Si ledit événement a un caractère imprévisible,
et sauf s'il se produit pendant les sept derniers jours de congé
payé annuel, le salarié devra reprendre son travail
à la date fixée lors de son départ en congé.
Il bénéficiera des jours complémentaires
correspondant au congé payé exceptionnel suivant
les modalités fixées en accord avec l'employeur.

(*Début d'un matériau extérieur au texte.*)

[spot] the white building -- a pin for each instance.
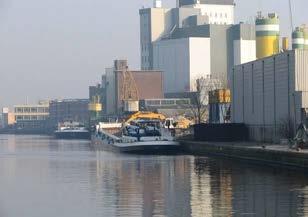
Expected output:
(178, 57)
(271, 94)
(187, 43)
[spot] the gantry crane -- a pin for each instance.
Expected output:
(129, 90)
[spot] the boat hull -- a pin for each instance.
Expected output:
(148, 147)
(73, 135)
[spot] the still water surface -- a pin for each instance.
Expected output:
(42, 177)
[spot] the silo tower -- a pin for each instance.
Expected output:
(267, 35)
(298, 39)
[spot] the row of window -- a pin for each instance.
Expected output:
(168, 102)
(30, 117)
(216, 15)
(144, 47)
(31, 110)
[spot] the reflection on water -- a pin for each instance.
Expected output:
(40, 176)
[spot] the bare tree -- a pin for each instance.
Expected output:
(286, 128)
(200, 97)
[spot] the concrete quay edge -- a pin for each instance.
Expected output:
(251, 152)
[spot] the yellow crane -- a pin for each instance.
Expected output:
(129, 92)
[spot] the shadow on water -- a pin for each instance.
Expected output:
(69, 178)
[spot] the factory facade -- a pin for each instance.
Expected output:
(74, 110)
(196, 39)
(32, 118)
(270, 95)
(148, 84)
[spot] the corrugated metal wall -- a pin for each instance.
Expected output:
(270, 92)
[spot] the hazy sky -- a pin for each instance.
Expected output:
(57, 48)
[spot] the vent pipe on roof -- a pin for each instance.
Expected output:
(157, 3)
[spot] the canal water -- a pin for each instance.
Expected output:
(43, 177)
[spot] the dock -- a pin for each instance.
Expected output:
(269, 154)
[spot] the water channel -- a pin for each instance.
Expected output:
(40, 176)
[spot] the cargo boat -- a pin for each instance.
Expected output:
(140, 136)
(72, 131)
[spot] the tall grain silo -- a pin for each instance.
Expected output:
(267, 35)
(305, 31)
(298, 40)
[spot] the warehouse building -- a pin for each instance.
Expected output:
(149, 85)
(198, 38)
(75, 110)
(270, 95)
(32, 118)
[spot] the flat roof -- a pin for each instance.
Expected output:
(214, 2)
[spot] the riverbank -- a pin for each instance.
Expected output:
(252, 152)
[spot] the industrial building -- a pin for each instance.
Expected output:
(75, 110)
(31, 118)
(196, 39)
(270, 95)
(120, 83)
(8, 118)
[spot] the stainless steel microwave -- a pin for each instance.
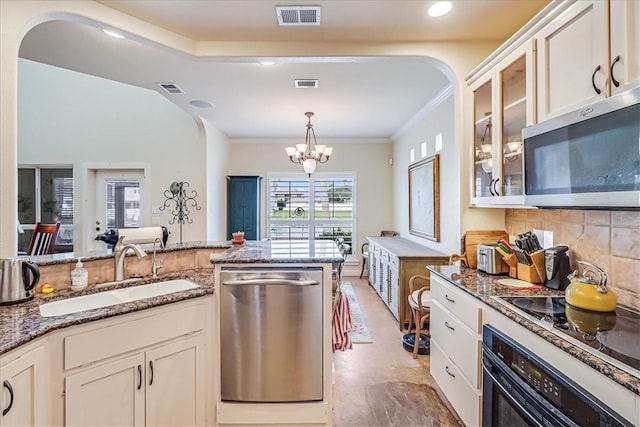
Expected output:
(587, 159)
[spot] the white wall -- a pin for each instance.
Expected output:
(69, 118)
(17, 17)
(368, 160)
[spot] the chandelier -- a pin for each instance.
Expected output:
(307, 155)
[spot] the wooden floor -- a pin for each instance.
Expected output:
(380, 384)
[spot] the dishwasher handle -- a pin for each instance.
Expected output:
(288, 282)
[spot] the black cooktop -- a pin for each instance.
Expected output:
(615, 334)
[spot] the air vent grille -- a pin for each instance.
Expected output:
(170, 87)
(298, 15)
(306, 83)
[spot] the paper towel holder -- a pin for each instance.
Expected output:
(178, 201)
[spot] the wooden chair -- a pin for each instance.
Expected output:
(365, 253)
(43, 239)
(420, 303)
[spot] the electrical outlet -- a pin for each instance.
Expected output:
(545, 238)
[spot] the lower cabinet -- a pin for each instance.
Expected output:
(392, 262)
(25, 394)
(163, 385)
(456, 346)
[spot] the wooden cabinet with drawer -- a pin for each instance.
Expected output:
(393, 260)
(456, 345)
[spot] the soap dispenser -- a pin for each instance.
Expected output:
(79, 277)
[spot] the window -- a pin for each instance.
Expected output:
(319, 207)
(45, 195)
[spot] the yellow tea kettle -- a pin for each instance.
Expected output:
(588, 293)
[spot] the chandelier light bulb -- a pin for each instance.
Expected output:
(310, 153)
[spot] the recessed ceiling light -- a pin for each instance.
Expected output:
(201, 104)
(113, 33)
(439, 8)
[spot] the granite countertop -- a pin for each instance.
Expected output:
(484, 287)
(22, 322)
(68, 257)
(280, 251)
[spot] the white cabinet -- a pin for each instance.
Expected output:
(147, 368)
(393, 260)
(161, 386)
(503, 106)
(111, 394)
(588, 53)
(456, 345)
(25, 395)
(176, 383)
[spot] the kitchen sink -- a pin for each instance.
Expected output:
(114, 297)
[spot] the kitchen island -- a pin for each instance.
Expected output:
(469, 299)
(274, 300)
(110, 365)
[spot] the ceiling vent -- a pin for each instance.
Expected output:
(170, 87)
(306, 83)
(298, 15)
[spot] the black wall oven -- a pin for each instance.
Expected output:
(519, 389)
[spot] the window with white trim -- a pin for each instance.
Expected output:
(45, 194)
(317, 207)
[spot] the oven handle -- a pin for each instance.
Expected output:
(506, 392)
(557, 418)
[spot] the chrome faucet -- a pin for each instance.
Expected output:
(119, 252)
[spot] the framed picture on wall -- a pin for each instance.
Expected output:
(424, 198)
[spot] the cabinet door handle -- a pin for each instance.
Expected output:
(446, 323)
(446, 368)
(613, 78)
(593, 80)
(6, 384)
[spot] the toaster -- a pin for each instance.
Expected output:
(490, 260)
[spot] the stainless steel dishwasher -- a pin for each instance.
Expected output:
(271, 334)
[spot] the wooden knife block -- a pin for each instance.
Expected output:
(534, 273)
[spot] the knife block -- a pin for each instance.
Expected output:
(534, 273)
(512, 262)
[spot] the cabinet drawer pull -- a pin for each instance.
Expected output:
(593, 80)
(446, 368)
(6, 384)
(613, 78)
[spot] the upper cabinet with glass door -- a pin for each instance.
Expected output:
(590, 52)
(503, 106)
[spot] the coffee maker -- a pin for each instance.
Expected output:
(556, 260)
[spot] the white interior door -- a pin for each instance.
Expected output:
(119, 200)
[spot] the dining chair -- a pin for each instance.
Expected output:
(420, 302)
(43, 239)
(365, 253)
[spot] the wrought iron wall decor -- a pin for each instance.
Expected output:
(178, 201)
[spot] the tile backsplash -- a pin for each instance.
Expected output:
(608, 239)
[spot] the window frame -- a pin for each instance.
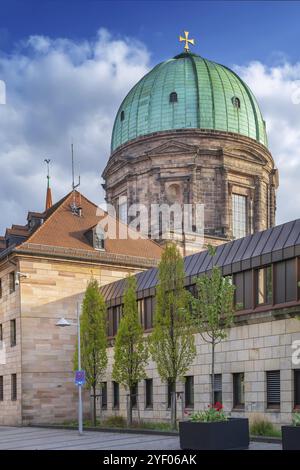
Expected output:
(13, 333)
(271, 405)
(14, 387)
(116, 395)
(267, 296)
(235, 198)
(297, 389)
(189, 392)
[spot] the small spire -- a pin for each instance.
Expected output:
(187, 41)
(48, 193)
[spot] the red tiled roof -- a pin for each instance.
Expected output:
(62, 228)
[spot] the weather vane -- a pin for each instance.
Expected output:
(187, 41)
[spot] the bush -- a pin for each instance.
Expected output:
(113, 422)
(260, 426)
(212, 414)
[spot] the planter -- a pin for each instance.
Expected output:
(221, 435)
(290, 437)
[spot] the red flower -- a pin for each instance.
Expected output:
(218, 406)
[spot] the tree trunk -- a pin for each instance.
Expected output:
(129, 408)
(94, 407)
(212, 399)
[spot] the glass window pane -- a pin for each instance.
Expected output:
(239, 215)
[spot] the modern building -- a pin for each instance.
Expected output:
(189, 132)
(44, 270)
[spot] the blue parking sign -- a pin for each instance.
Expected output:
(80, 377)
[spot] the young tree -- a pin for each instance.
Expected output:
(93, 339)
(172, 343)
(130, 351)
(213, 309)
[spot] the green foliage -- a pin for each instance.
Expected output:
(211, 415)
(213, 306)
(130, 351)
(262, 427)
(172, 343)
(93, 336)
(296, 418)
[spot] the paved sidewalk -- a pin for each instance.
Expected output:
(28, 438)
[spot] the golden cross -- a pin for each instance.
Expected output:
(187, 41)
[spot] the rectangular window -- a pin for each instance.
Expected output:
(264, 286)
(116, 317)
(13, 387)
(13, 333)
(239, 390)
(189, 391)
(12, 282)
(1, 388)
(116, 395)
(170, 390)
(123, 216)
(297, 387)
(273, 389)
(149, 393)
(239, 216)
(218, 388)
(104, 395)
(148, 312)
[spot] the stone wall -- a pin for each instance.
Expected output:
(10, 410)
(195, 166)
(43, 356)
(252, 349)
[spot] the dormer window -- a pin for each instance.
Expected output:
(98, 238)
(173, 97)
(236, 102)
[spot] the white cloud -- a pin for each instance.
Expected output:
(277, 90)
(60, 90)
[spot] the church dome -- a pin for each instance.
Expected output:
(188, 92)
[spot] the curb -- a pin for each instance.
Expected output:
(269, 440)
(151, 432)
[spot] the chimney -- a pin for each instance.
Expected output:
(48, 193)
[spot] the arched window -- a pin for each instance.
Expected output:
(173, 97)
(236, 102)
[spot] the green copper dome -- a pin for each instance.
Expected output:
(188, 92)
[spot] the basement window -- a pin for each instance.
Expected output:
(273, 389)
(173, 97)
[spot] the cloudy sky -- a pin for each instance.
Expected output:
(68, 67)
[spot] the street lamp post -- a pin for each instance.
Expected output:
(62, 323)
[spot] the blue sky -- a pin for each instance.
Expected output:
(67, 66)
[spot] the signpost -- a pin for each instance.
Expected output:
(80, 378)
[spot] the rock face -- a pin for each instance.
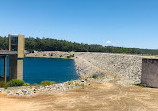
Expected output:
(123, 65)
(89, 63)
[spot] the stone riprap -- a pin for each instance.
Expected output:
(125, 66)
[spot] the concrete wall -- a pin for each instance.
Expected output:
(21, 46)
(12, 66)
(150, 72)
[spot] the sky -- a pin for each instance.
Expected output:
(125, 23)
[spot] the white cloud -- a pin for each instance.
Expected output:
(108, 42)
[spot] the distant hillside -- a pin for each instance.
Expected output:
(47, 44)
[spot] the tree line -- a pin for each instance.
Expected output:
(48, 44)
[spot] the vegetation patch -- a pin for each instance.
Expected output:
(15, 82)
(95, 76)
(46, 83)
(26, 84)
(2, 84)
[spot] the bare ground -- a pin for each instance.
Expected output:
(101, 97)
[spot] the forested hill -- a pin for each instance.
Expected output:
(47, 44)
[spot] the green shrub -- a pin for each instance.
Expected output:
(69, 83)
(45, 83)
(98, 75)
(77, 84)
(68, 57)
(142, 85)
(2, 84)
(95, 76)
(82, 85)
(15, 82)
(26, 84)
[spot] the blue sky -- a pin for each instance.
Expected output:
(127, 23)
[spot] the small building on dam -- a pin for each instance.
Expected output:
(15, 55)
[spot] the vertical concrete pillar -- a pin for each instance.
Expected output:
(9, 41)
(150, 72)
(5, 68)
(20, 68)
(16, 43)
(12, 66)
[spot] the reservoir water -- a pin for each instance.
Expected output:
(52, 69)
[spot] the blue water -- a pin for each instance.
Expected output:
(52, 69)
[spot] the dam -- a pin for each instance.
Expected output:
(15, 55)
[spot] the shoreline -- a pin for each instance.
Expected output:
(87, 65)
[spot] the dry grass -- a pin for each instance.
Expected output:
(101, 97)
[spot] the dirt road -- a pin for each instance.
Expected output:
(101, 97)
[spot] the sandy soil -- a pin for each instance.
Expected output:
(101, 97)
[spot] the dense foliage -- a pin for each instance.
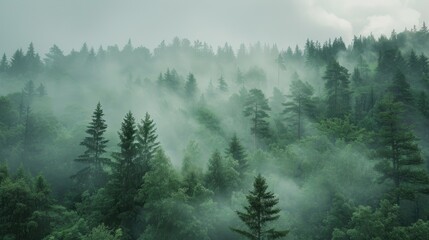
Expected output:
(336, 132)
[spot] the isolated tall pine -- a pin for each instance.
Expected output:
(299, 105)
(191, 87)
(126, 177)
(256, 108)
(147, 142)
(95, 144)
(260, 211)
(337, 88)
(236, 150)
(400, 158)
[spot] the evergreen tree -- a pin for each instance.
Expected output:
(221, 176)
(400, 159)
(400, 89)
(147, 142)
(123, 185)
(260, 211)
(4, 65)
(236, 150)
(300, 104)
(423, 104)
(33, 64)
(17, 62)
(191, 87)
(356, 77)
(337, 87)
(215, 176)
(222, 85)
(41, 90)
(95, 147)
(256, 108)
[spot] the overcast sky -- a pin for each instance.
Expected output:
(70, 23)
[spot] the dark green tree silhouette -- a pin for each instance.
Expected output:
(147, 142)
(337, 88)
(236, 150)
(256, 108)
(125, 180)
(400, 89)
(300, 104)
(191, 87)
(4, 64)
(259, 212)
(222, 85)
(400, 159)
(95, 146)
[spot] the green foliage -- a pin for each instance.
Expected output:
(342, 128)
(337, 88)
(222, 85)
(95, 144)
(191, 87)
(126, 177)
(256, 107)
(400, 159)
(400, 89)
(102, 232)
(300, 105)
(237, 152)
(221, 176)
(260, 211)
(147, 142)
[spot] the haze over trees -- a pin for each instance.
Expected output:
(188, 141)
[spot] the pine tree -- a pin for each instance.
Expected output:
(215, 177)
(300, 104)
(400, 89)
(423, 104)
(356, 77)
(4, 65)
(256, 108)
(33, 64)
(259, 212)
(236, 150)
(123, 186)
(95, 147)
(17, 62)
(222, 85)
(337, 87)
(400, 158)
(191, 87)
(147, 142)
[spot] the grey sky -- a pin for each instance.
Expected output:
(106, 22)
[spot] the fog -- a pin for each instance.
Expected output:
(323, 159)
(287, 23)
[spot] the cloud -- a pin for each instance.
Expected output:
(71, 23)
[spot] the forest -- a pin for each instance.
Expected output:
(185, 141)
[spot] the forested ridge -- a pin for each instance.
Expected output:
(327, 141)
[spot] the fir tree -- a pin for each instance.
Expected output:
(400, 89)
(125, 180)
(222, 85)
(191, 87)
(215, 178)
(260, 211)
(256, 108)
(300, 104)
(337, 87)
(4, 65)
(95, 147)
(401, 162)
(147, 142)
(236, 150)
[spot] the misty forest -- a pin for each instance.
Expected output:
(329, 140)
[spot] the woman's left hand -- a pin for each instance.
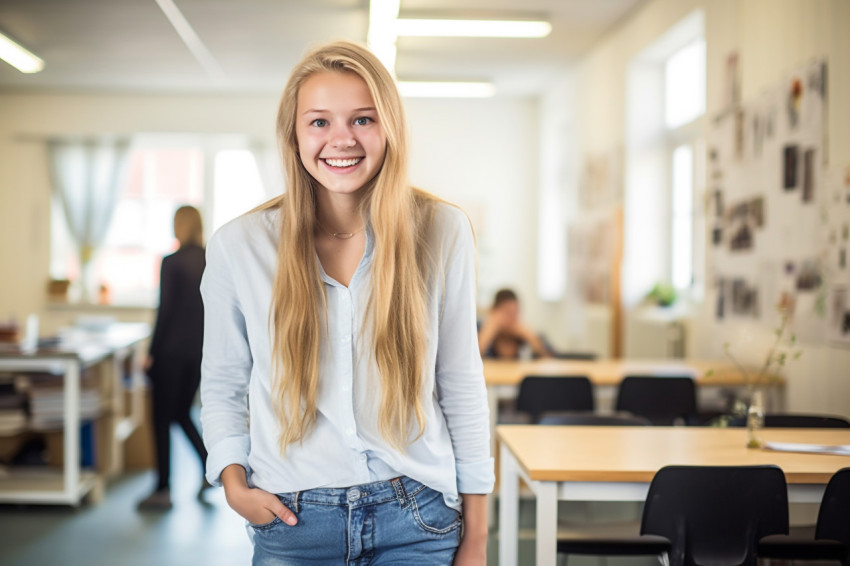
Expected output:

En tout état de cause, le salarié pourra demander
que ces jours complémentaires lui soient accordés
au plus tard au 31 octobre suivant son congé payé
annuel.
Dans le cas où l'événement imprévisible
se produirait au cours des sept derniers jours du congé
payé, le salarié devra informer son employeur de
l'impossibilité dans laquelle il se trouve de reprendre
son travail au jour prévu.
Article
29
Conditions
de travail
Travail compatible avec la station assise
Dans tous les cas où la nature du travail sera compatible
avec la station assise, continue ou intermittente, un siège
approprié sera mis à la disposition de chaque salarié.
Article
30
Utilisation
d'un véhicule personnel
Les salariés qui acceptent d'utiliser leur véhicule
personnel pour les besoins du travail, à la demande de
leur employeur, sont remboursés de tous frais occasionnés
par cette utilisation.
Avant d'autoriser un salarié à utiliser son véhicule
personnel pour les besoins du service, l'employeur devra s'assurer
que le salarié est garanti contre les risques encourus
dans les conditions précisées ci-dessous.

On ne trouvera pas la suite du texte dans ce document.